At the height of the streaming wars in the last few years of the 2010s, the mania to develop new content was so great that one man, Zachary Joseph Horwitz, leveraged the hype to swindle $650 million out of investors.
Horwitz, whose stage name is Zach Avery, is an aspiring actor who has a dozen or so film credits to his name — most notably 2020’s Last Moment of Clarity alongside Succession actor Brian Cox, which wasn’t exactly a hit. However, the $6 million home he purchased in Beverlywood, the neighborhood just south of Beverly Hills, was purchased with the money he schemed out of five investor groups and more than 250 people, promising big gains.
And on Monday, Horwitz was sentenced to 20 years in prison for essentially running a Ponzi scheme. U.S. District Judge Mark C. Scarsi, who delivered the sentence, also ordered Horwitz to pay back a whopping sum of $230,361,884 that he kept from the scheme, according to NBC News.
Horwitz defrauded his investors by claiming that he could buy movie rights from producers and turn them into easy cash by selling the rights to HBO, Netflix, and Sony Pictures Entertainment. To gain trust, he produced fraudulent documents, including agreements to hand over the rights to his firm, and promised as much as 45 percent in returns. But unfortunately, the 35-year-old actor used his newest cash investments to make those payments to earlier investors, including interest.
In 2013 he set up a firm called 1inMM Capital LLC, ostensibly to buy the rights to English-language movies and sell them to major media companies for streaming in Latin America, FBI Special Agent John Verrastro said in an affidavit last year.
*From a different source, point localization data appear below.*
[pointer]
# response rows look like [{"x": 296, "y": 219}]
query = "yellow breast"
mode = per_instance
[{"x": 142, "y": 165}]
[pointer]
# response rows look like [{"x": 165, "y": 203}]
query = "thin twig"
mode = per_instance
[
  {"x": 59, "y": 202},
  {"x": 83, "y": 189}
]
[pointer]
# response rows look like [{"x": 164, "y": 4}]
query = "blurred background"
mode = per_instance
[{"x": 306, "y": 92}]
The scam started the next year, prosecutors said.
Horwitz pitched his targets on a single title, sometimes getting $1 million or more from each victim and then later updating victims on its progress, Verrastro said.
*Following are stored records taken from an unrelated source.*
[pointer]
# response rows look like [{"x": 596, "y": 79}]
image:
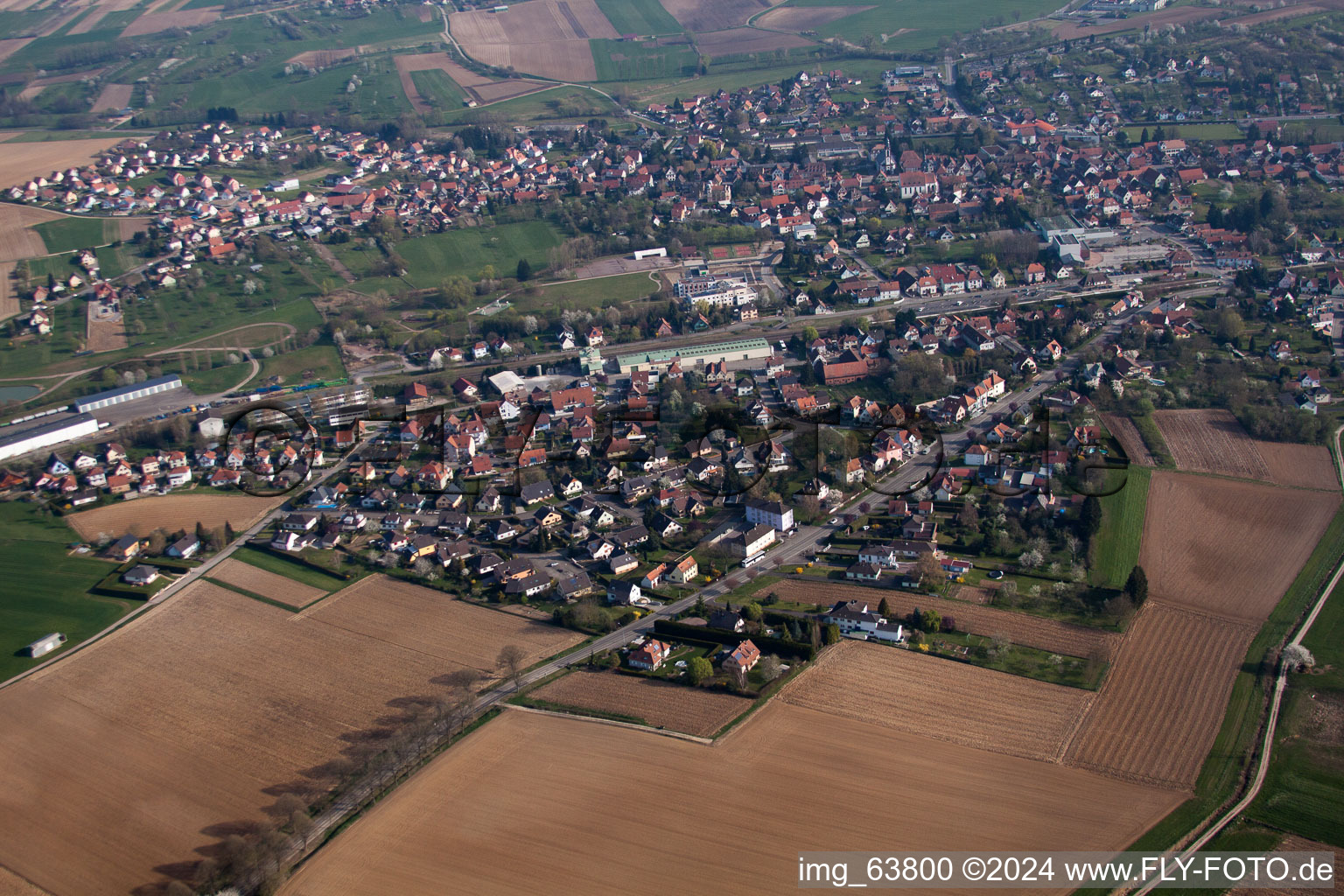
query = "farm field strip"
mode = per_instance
[
  {"x": 1158, "y": 710},
  {"x": 1019, "y": 627},
  {"x": 941, "y": 699},
  {"x": 268, "y": 584},
  {"x": 185, "y": 723},
  {"x": 170, "y": 512},
  {"x": 1228, "y": 547},
  {"x": 819, "y": 778},
  {"x": 694, "y": 710}
]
Horwitz would sometimes even send bottles of Johnnie Walker Blue Label to investors, along with copies of his 2015 annual report. He also claimed that not a single one of his deals had ever lost money and that he had “strategic partnerships” in place with the streaming giants — which of course, turned out to be nothing but lies.
Everything came to a head in 2019 when some of his investors started complaining that he was defaulting on payments. According to the affidavit, “Horwitz responded by sending fake emails from the likes of HBO with reasons for cash flow issues, including updated ‘payment cycles.'”
The scheme was finally shut down in April when Horwitz was arrested, but even his sentence is unlikely to appease the investors he scammed. One group alone is still owed $160 million in back payments.